One in four retirees in Australia receives the full pension or close to it. A further quarter received a part pension. Two thirds of Australians over 65 earn less than $400 a week from all sources. Roughly one in four people over 65 are still paying off a mortgage or are renting.

Superannuation is yet to deliver the retirement incomes promised. The proportion of Australians aged over 65 with no superannuation at all if roughly 65 per cent. The average superannuation balance for someone aged 70 to 74 is just $102,000. The median superannuation balance on retirement in 2016 was $100,000 for men and $28,000 for women. Estimates of what’s needed in superannuation at retirement vary but usually start at $500,000 and rise to $1 million. So we’re falling a long way short.

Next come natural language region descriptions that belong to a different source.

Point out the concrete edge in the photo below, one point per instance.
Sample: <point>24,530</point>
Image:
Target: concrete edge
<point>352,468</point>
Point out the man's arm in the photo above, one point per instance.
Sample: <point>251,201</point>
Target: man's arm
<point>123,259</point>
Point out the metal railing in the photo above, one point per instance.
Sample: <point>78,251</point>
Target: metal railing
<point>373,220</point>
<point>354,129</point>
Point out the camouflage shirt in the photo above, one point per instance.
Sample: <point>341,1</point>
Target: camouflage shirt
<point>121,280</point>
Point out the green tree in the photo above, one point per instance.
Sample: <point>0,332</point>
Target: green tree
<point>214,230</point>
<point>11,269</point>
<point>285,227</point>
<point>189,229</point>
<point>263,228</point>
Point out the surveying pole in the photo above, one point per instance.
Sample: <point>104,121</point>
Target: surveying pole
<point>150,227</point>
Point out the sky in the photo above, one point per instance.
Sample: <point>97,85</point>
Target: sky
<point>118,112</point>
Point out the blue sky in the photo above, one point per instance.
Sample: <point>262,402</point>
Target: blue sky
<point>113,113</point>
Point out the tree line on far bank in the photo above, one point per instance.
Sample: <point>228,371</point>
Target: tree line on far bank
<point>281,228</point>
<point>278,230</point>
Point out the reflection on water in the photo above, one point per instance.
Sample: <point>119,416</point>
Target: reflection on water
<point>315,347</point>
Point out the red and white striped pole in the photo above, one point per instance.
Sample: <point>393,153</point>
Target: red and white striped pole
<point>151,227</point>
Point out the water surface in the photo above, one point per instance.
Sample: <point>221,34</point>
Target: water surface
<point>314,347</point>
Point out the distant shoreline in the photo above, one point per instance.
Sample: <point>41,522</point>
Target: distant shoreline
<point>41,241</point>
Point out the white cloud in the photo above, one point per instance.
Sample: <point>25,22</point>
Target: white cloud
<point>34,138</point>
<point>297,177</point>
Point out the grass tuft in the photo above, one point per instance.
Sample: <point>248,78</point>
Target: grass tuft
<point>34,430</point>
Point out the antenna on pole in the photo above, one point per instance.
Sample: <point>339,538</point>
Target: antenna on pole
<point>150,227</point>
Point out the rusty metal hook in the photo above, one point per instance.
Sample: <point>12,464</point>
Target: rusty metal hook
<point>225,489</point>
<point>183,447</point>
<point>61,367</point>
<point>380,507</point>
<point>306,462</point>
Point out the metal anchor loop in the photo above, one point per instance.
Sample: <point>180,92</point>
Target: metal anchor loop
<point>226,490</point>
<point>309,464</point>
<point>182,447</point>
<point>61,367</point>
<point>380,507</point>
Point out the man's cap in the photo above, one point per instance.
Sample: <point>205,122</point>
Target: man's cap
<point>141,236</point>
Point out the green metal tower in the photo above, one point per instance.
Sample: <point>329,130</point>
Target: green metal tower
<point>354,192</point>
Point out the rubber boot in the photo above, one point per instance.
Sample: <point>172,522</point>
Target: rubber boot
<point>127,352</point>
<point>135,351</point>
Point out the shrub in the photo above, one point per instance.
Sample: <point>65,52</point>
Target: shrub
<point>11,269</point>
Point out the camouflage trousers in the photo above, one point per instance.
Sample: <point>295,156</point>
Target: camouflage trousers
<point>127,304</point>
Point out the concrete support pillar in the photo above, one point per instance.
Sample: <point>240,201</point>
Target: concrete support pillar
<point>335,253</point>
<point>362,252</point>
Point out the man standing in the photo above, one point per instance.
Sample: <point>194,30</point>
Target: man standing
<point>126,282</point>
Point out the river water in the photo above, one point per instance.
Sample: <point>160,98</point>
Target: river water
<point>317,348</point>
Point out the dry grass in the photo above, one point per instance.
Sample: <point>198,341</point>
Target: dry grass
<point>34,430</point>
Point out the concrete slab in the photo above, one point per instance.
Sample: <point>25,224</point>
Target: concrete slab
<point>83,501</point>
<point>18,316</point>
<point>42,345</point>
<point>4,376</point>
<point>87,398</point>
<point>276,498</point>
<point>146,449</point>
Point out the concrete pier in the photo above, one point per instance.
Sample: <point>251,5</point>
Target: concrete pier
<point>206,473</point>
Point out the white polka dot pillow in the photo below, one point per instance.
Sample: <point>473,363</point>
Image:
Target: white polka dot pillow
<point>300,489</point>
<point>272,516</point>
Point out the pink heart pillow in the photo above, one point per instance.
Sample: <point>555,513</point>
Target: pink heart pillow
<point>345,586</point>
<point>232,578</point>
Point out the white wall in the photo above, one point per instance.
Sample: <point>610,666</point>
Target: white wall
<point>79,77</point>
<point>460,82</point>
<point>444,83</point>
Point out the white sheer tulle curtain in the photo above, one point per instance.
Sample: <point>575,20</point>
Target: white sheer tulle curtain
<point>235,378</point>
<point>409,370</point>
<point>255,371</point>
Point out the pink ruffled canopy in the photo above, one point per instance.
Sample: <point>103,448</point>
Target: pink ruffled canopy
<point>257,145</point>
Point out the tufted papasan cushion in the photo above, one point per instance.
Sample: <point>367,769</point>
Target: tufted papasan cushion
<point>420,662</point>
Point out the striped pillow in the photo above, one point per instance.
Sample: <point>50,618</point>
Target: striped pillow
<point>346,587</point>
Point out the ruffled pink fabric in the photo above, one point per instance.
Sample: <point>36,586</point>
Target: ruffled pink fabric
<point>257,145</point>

This picture may begin to improve if super contributions rise in the future, and as more people reach retirement with a lifetime of contributions behind them. But even then, the ability to look to superannuation as a retirement self-funding option for the majority of Australians is slim indeed.

What’s going to make things worse is our success at living longer. If you’re a 65-year-old woman alive today, the chances are you will live to nearly 90. An estimated 10 per cent of you will reach 100. For men born in the mid-1970s, life expectancy was around 69, meaning if you retired at 60, you needed to fund an average nine years of retirement. But for millennials, their life expectancy will be in the 80s, meaning they will somehow need to fund 20 years of retirement if pulling stumps at 60, or 15 years if retiring at 65. For the high proportion that will live into their 90s or longer, it may not be anything to celebrate unless you’re loaded. So while the next generation might have acquired superannuation over a longer period, it’s going to need to last a lot longer too.

This is going to become a much bigger problem in the near future, as the ‘boomer’ bubble ages. Australians aged 65 and over are now the fastest growing age group. They will represent a staggering one in every five Australians by 2033 – that’s just 15 years or so away. The current crop of 65 plus Australians number around 3.5 million. That will increase by nearly 3 million – effectively nearly doubling – in the next 20 years.

So not only are we living longer, but there will be millions more of us doing so. Which means spending longer in retirement and either drawing a pension from a depleting (relatively smaller) tax base or relying on superannuation. The latter looks improbable and the former is probably unaffordable.

This is also going to generate a wave of housing demand which we currently have no plan of meeting. The wealthier end of the seniors’ housing market will have their needs met by any number of commercial providers but there is a very large and unanswered question about how we are going to provide housing for the large majority of seniors who enter retirement with small superannuation balances and little in the way of assets. Remember, one in four people aged over 65 either still have a mortgage or are renting. That proportion may grow in the future as Australians in their 30s to 50s shoulder larger mortgages to chase the escalating cost of housing, or simply decide not to bother and are lifetime renters.

Commercial retirement living providers aren’t in the business to lose money, so it is fanciful to think the answer lies here. Charitable, church and other not for profit groups are typically limited by weaker balance sheets and slimmer margins, so their capacity to meet this demand is constrained. Providing housing suited to seniors needs often means trying to find sites in established areas, where land costs are high. The cost of construction for seniors is not cheap, with (mostly essential) building codes adding to those costs. So the supply side cost structure means that providing a product a majority of seniors could actually afford is a real problem. It’s a problem now and it will only get worse.